Wasn’t even a bad case scenario , he found. Maybe it would help Viktor dissociate his own shadows from their historical legacy. Alleviating an ounce of his son’s pain would be worth all the gossip that would follow, even eight years after the Darkling’s death. 

“He will look like you,” Viktor added, pointedly looking at his father.

“They might just be a little Alina,”

“I deserve it, after all they put me through,” she leaned down, kissing Viktor’s face. “They’ll look like you , malych. You are perfect, and they’ll be perfect as well. I’d be happy with ten of you. Can you even imagine one that’s like your paposhka? Saints, you’ll be exhausted from running after them all the time,”

“I will have you two know I was a saintly child,”

“Which saint are we talking about, exactly?”

At that point she would be happy just to finally hold that child in her arms and no longer in her body. They might just be a little Nikolai, honestly, with how lively they were in there. Her poor little calm-loving and peaceful Viktor, maybe his quiet days were over for good. No, they’d have Nikolai go and exhaust the little imp, while Viktor and her would take naps in the sun. 
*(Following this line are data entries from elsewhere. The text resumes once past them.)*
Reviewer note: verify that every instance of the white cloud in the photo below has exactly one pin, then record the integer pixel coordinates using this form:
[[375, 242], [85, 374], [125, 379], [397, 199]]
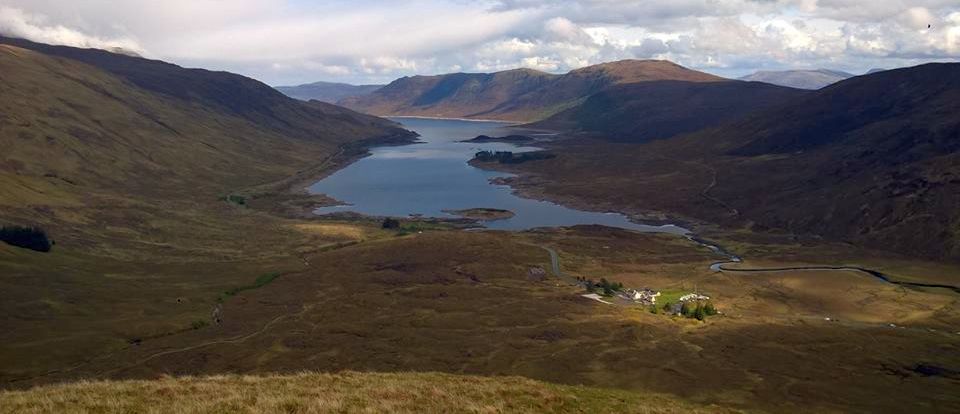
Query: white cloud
[[17, 23], [291, 41]]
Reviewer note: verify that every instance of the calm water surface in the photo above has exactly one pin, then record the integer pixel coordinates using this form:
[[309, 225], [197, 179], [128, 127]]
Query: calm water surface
[[432, 176]]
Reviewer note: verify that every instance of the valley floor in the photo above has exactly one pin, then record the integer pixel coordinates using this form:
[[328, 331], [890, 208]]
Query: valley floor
[[332, 296]]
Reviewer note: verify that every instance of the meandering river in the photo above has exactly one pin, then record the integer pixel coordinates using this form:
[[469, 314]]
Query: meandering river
[[432, 176]]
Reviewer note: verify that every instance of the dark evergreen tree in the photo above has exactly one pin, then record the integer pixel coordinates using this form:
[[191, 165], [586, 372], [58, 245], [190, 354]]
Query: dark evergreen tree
[[26, 237]]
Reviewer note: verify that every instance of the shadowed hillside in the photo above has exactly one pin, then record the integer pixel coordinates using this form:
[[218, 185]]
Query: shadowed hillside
[[513, 95], [872, 160], [647, 111], [128, 168], [83, 126]]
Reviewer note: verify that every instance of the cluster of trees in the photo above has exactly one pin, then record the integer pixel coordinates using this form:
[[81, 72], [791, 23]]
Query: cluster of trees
[[507, 157], [391, 223], [696, 310], [26, 237], [604, 286], [236, 199]]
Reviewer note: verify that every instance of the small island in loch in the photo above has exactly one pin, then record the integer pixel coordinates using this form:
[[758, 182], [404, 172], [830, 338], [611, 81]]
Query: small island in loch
[[486, 214], [510, 139]]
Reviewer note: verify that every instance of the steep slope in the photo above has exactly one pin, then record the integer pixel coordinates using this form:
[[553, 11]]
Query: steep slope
[[647, 111], [873, 160], [145, 134], [329, 92], [514, 95], [800, 79], [876, 160], [228, 93]]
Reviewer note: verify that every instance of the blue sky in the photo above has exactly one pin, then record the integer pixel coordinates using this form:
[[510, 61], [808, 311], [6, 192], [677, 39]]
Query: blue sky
[[298, 41]]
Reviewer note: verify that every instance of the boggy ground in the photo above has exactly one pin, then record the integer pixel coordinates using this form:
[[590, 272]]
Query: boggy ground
[[461, 302], [340, 392]]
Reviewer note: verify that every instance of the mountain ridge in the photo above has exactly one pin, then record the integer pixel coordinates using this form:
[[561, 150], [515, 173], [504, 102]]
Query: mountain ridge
[[512, 95], [329, 92], [802, 79]]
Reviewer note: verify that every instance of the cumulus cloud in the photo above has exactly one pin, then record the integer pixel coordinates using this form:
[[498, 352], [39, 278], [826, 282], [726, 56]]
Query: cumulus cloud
[[291, 41], [36, 27]]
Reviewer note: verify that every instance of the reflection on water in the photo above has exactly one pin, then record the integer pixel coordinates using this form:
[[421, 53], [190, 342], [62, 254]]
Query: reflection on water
[[432, 176]]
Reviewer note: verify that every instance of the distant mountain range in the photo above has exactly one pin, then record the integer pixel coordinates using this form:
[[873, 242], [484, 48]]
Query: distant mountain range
[[513, 95], [645, 111], [329, 92], [873, 160], [801, 79]]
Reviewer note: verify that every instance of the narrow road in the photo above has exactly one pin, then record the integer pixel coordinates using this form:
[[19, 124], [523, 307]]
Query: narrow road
[[718, 267]]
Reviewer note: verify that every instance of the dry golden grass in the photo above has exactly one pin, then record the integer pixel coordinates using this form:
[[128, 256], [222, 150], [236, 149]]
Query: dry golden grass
[[341, 392]]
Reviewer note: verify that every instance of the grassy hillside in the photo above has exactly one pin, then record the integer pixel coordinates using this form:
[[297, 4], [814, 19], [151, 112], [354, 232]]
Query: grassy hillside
[[129, 181], [802, 79], [329, 92], [514, 95], [871, 161], [79, 138], [349, 391], [639, 112]]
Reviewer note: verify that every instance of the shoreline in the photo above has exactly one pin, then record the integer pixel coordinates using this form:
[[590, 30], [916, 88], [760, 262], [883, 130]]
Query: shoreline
[[440, 118]]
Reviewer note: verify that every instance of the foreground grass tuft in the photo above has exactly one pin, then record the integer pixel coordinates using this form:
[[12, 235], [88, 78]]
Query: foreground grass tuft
[[341, 392]]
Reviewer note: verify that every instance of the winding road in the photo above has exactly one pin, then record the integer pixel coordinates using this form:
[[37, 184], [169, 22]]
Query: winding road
[[718, 267]]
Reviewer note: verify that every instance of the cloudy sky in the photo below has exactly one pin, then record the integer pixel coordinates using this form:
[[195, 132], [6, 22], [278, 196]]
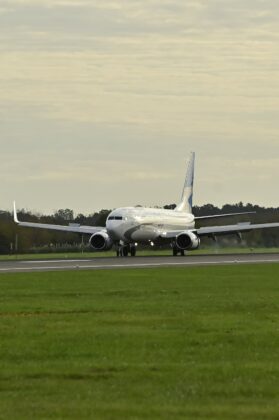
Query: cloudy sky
[[102, 101]]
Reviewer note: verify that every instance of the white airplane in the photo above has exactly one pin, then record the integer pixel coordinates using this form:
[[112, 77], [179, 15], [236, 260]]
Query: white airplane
[[127, 227]]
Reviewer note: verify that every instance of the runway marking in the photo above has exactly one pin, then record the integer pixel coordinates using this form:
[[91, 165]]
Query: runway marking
[[143, 265], [57, 261]]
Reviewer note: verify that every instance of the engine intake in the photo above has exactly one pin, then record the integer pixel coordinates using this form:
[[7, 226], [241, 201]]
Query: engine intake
[[101, 241], [187, 241]]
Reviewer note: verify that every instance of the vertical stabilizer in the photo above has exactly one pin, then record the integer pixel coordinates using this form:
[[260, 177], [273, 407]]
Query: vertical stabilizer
[[187, 195]]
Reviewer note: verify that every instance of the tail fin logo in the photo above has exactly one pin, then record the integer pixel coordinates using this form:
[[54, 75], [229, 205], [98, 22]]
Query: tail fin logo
[[187, 195]]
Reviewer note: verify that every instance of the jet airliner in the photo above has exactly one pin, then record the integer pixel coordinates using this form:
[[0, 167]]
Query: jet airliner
[[129, 226]]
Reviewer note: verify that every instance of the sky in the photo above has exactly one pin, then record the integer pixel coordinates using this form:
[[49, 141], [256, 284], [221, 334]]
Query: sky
[[102, 102]]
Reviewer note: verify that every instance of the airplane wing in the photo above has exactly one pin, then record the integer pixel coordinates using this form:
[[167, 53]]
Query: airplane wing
[[238, 228], [74, 228], [221, 230], [215, 216]]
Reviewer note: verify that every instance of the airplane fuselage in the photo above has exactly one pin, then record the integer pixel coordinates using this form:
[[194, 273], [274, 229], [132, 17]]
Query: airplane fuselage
[[144, 225]]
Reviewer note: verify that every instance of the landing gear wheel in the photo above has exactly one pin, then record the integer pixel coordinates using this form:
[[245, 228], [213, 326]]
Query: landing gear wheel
[[174, 251], [125, 251], [133, 250]]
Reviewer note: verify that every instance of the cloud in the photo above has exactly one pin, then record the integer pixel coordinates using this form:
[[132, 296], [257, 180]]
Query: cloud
[[116, 90]]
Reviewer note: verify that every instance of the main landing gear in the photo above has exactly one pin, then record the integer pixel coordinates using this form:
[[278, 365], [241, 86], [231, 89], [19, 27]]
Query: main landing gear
[[124, 250]]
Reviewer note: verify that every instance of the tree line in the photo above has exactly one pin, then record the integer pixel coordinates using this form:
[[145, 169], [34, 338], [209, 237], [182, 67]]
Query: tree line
[[14, 239]]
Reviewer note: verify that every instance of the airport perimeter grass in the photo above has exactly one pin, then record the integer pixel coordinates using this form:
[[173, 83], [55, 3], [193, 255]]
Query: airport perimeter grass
[[184, 343]]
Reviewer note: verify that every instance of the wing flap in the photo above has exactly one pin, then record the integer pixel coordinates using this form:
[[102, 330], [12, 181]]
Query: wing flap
[[61, 228]]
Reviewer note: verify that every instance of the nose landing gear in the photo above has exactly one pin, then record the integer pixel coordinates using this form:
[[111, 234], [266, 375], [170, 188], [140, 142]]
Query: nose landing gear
[[124, 250], [176, 251]]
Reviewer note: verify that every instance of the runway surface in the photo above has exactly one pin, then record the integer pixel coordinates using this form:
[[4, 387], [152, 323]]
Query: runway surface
[[99, 263]]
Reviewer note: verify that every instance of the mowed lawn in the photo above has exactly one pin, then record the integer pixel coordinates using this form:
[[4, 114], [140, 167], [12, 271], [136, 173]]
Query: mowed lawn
[[187, 343]]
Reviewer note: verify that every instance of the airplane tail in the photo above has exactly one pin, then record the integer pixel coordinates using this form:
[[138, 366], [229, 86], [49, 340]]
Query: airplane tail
[[187, 195]]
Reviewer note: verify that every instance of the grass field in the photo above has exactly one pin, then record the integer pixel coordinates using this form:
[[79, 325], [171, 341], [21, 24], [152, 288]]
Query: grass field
[[195, 343], [215, 250]]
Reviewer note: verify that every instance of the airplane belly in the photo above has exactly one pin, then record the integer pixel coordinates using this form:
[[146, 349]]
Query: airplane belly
[[141, 234]]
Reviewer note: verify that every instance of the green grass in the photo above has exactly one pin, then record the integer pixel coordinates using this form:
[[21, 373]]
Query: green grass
[[195, 343], [215, 250]]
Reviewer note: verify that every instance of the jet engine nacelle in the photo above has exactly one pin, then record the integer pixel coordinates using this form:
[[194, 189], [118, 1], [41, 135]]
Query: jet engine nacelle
[[101, 241], [187, 241]]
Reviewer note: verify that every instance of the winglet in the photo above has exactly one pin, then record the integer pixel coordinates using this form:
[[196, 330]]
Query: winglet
[[15, 214]]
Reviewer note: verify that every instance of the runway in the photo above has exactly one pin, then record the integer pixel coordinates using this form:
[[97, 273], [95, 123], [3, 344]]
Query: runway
[[104, 263]]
“Am I like…my…” he trailed off, staring down at his feet.

Physically? Alina thought. You are such a little clone you would have probably sent Baghra into cardiac arrest if she had still been alive and I had been insane enough to let her within five feet of you. 

“You have his best traits,” Nikolai answered for her. “Very focused. Proud. But you also have your mother’s best traits. Stubborn. Inquisitive. And you have my best traits, of course, mh? Brilliant, handsome, cunning, generous…”

“...Modest, humble…” Alina kept going for him as Viktor’s laughter rang out. 

That’s hers , Nikolai thought. Or is it mine, actually? He tickled the boy’s sides playfully, to keep the brilliant sound going for a bit more. Ours. 

Somewhere in the distance, the reception started to near its end, guests dwindling down and servants starting to clean up. Children left the Sankt Vladimir room, eager to tell their tired parents all about the puppet show they had seen. 

Cosied between both his parents, sprawled without dignity on the grass, summoning tendril of shadows to desperately try to keep them away from each other so they wouldn’t kiss above his head, Viktor had already forgotten about it.

Notes:

The events of the Nikolai duology haven't happened but who says they can't happen sometimes in the future... I could invent a co-parenting so toxic... Don't listen to me, enjoy the Nikolina family fluff.